La polarisation accentuée de la politique américaine en vue des élections présidentielles alimente la nuée de fake news et de théories du complot auxquelles un groupe de chercheurs de l'Université Emory et du New York Times ont récemment consacré des éclairages importants - Voici de quoi il s'agit

Élections américaines, fake news et syndrome du complot

Sans remonter trop loin dans l'histoire. Que l'alunissage de 1969 ait été un docufilm tourné par Stanley Kubrik dans une salle de cinéma ou que le Pentagone n'ait jamais été touché par un avion suicide le 11 septembre, les théories du complot les plus en vogue ont été jusqu'à récemment.
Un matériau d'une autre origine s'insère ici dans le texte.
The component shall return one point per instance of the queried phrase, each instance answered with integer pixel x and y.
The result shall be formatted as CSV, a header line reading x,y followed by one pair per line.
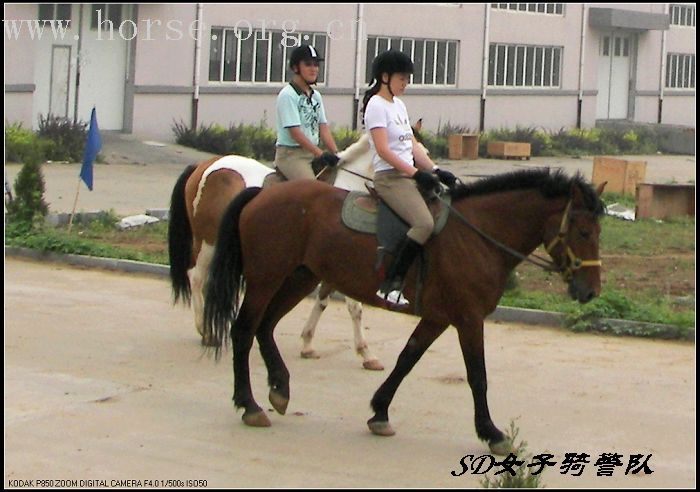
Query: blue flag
x,y
92,148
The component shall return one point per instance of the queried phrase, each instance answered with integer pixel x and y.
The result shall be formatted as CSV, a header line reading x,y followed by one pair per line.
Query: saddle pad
x,y
359,219
252,172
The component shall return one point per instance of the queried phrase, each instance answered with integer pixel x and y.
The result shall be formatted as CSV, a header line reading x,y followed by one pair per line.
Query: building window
x,y
434,60
258,56
680,71
683,15
108,12
55,12
524,66
537,8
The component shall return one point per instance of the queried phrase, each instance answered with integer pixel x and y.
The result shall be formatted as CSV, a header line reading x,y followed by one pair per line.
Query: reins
x,y
539,261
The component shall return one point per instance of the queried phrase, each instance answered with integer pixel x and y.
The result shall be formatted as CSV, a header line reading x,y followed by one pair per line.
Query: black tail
x,y
180,239
225,281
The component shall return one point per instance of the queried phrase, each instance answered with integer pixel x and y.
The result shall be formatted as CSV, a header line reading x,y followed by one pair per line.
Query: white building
x,y
483,66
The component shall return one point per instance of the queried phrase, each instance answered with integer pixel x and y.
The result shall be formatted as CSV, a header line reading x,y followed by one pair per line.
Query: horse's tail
x,y
180,239
225,281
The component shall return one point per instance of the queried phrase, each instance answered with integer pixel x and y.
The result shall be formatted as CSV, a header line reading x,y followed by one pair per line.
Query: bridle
x,y
567,269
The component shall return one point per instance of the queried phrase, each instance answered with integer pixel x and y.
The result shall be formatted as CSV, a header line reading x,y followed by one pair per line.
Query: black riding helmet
x,y
391,62
302,53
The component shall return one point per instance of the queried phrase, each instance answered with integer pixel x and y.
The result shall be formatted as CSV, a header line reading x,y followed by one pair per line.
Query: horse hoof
x,y
279,402
381,428
256,419
501,448
309,354
373,365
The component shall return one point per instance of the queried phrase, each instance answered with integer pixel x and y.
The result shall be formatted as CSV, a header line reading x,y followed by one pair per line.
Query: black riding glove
x,y
328,159
427,182
446,177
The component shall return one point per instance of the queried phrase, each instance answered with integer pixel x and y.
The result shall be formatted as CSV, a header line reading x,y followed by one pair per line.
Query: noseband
x,y
567,268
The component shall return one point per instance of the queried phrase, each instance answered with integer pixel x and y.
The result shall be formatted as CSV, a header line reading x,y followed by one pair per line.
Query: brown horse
x,y
200,197
283,240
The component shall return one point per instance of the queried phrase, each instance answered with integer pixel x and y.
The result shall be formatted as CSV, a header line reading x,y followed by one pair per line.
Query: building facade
x,y
479,66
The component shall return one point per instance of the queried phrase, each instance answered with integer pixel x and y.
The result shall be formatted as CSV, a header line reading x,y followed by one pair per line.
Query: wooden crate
x,y
663,201
508,149
463,146
622,175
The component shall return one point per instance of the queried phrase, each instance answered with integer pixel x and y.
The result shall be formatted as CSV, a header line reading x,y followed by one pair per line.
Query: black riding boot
x,y
391,288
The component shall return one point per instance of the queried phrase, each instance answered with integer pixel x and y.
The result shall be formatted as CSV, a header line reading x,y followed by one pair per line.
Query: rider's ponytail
x,y
369,93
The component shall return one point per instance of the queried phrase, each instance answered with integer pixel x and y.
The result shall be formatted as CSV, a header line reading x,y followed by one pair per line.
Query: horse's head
x,y
572,239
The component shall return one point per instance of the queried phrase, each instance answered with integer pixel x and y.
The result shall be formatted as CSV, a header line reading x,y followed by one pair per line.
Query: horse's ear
x,y
601,187
576,194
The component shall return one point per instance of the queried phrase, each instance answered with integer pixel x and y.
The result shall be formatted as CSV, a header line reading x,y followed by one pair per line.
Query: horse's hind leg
x,y
198,276
355,310
297,286
307,334
242,334
471,340
369,361
422,337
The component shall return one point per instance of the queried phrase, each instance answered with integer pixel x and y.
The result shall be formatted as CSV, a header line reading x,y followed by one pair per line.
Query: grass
x,y
626,294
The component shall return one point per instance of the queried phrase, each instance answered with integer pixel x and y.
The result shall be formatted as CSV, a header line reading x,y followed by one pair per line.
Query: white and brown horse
x,y
200,197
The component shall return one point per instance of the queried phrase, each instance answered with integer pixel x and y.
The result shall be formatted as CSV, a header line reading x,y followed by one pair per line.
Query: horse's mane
x,y
551,184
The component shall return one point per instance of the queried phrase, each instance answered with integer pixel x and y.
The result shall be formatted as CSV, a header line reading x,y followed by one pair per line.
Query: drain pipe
x,y
582,52
197,65
359,34
77,66
484,66
662,74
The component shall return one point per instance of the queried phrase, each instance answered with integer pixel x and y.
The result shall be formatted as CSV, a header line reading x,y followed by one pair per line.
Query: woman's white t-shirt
x,y
393,116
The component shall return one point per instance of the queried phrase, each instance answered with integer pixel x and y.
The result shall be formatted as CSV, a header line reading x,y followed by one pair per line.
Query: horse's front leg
x,y
297,286
422,337
369,361
471,340
198,277
242,334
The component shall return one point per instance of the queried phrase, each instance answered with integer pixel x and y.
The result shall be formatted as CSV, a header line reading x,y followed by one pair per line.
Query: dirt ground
x,y
105,380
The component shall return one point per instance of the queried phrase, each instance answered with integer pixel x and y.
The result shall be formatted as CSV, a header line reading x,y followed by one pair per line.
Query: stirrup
x,y
393,297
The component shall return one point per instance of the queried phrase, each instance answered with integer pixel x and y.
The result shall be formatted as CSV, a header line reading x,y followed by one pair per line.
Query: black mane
x,y
551,184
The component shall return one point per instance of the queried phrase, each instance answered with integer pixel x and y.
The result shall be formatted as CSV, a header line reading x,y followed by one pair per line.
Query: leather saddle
x,y
367,213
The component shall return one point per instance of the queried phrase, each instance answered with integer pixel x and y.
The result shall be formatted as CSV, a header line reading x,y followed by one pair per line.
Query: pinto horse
x,y
199,199
283,240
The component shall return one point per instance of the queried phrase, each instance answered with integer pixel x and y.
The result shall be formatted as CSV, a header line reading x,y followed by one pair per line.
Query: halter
x,y
574,263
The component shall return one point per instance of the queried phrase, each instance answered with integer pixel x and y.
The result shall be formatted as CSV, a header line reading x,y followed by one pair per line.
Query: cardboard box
x,y
622,175
663,201
463,146
508,149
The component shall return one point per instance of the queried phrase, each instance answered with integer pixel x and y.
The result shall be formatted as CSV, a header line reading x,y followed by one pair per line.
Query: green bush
x,y
23,145
28,206
68,138
523,478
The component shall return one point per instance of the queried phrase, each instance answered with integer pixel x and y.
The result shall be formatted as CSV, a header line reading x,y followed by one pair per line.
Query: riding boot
x,y
391,288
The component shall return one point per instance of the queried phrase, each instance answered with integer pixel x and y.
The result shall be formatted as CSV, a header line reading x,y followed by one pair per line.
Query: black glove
x,y
446,177
328,159
427,182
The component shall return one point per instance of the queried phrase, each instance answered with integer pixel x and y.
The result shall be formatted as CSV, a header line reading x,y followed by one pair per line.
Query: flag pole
x,y
75,204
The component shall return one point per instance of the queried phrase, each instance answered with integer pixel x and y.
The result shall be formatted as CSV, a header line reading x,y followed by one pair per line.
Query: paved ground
x,y
105,380
138,175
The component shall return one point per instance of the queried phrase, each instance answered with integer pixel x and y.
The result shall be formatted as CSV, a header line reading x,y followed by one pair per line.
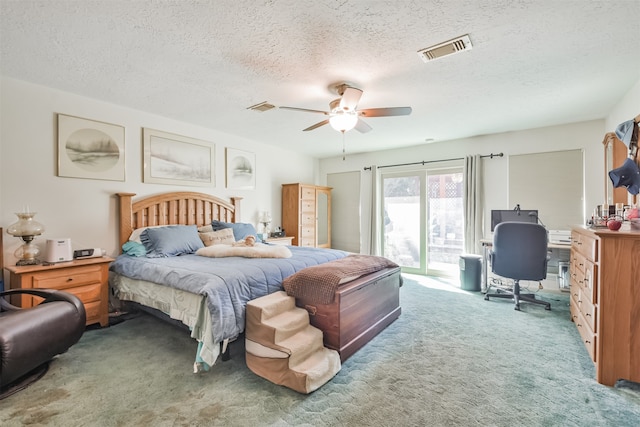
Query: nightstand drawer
x,y
67,278
87,293
307,242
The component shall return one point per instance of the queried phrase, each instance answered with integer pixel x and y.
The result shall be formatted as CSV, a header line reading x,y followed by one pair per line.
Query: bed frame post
x,y
126,218
236,208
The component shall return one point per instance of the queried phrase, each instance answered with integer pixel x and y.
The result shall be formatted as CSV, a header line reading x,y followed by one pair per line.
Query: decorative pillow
x,y
205,229
132,248
135,234
220,237
171,240
240,229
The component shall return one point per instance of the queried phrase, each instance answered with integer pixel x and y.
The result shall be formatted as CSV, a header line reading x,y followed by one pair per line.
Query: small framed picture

Mais avec la polarisation de la vie politique américaine, l'arrivée de la pandémie et les chambres d'écho des réseaux sociaux en plein essor, les théories du complot ont poussé comme des champignons après une journée pluvieuse.

Il y a même QAnon, un mouvement dont on ignore l'origine, qui prend l'importance politique qu'avait autrefois le Tea Party dans les rangs républicains. Basé sur une plate-forme purement et radicalement complotiste, il envoie ses propres représentants au Congrès.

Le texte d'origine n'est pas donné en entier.